Training on edge devices poses several challenges as these devices are generally resource-constrained, especially in terms of power. State-of-the-art techniques at the device level reduce the GPU frequency to enforce power constraints, leading to a significant increase in training time. To accelerate training, we propose to jointly adjust the system and application parameters (in our case, the GPU frequency and the batch size of the training task) while adhering to the power constraints on devices. We introduce a novel cross-layer methodology that combines predictions of batch size efficiency and device profiling to achieve the desired optimization. Our evaluation on real hardware shows that our method outperforms the current baselines that depend on state of the art techniques, reducing the training time by $2.4\times$ with results very close to optimal. Our measurements also indicate a substantial reduction in the overall energy used for the training process. These gains are achieved without reduction in the performance of the trained model.

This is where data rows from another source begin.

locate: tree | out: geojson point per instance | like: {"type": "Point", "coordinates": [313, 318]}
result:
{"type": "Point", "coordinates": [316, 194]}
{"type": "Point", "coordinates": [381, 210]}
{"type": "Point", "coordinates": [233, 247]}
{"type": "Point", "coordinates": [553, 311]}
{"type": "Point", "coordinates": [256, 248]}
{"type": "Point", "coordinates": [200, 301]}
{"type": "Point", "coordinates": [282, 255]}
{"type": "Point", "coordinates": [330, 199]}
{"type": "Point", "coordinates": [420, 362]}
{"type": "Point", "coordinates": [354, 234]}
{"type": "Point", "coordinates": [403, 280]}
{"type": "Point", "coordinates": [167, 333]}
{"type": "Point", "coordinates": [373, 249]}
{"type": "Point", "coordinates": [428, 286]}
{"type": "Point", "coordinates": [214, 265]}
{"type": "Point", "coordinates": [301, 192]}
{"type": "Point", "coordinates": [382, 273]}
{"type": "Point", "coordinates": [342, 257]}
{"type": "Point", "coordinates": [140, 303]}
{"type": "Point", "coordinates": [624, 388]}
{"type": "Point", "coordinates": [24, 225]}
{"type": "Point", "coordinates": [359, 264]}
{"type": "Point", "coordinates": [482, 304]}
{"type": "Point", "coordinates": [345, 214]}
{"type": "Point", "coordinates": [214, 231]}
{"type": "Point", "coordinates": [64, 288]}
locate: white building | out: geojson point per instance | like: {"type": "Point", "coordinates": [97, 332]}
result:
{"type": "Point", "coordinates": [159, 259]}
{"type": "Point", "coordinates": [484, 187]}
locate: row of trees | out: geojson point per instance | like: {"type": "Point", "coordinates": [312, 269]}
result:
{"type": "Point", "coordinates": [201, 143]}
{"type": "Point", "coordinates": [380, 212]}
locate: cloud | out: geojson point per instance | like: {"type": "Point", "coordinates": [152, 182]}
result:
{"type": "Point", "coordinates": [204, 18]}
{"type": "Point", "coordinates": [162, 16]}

翻译：在边缘设备上进行训练面临诸多挑战，因为这些设备通常资源受限，尤其在功耗方面。设备层面的最先进技术通过降低GPU频率来满足功耗约束，但这会导致训练时间显著增加。为了加速训练，我们提出在遵守设备功耗约束的同时，联合调整系统与应用参数（在我们的案例中，即GPU频率与训练任务的批次大小）。我们引入了一种新颖的跨层方法，该方法结合了批次大小效率预测与设备性能分析，以实现期望的优化。我们在真实硬件上的评估表明，我们的方法优于依赖现有最先进技术的当前基线，将训练时间减少了$2.4\times$，且结果非常接近最优。我们的测量结果还表明，训练过程的总能耗也大幅降低。这些收益的取得并未降低训练后模型的性能。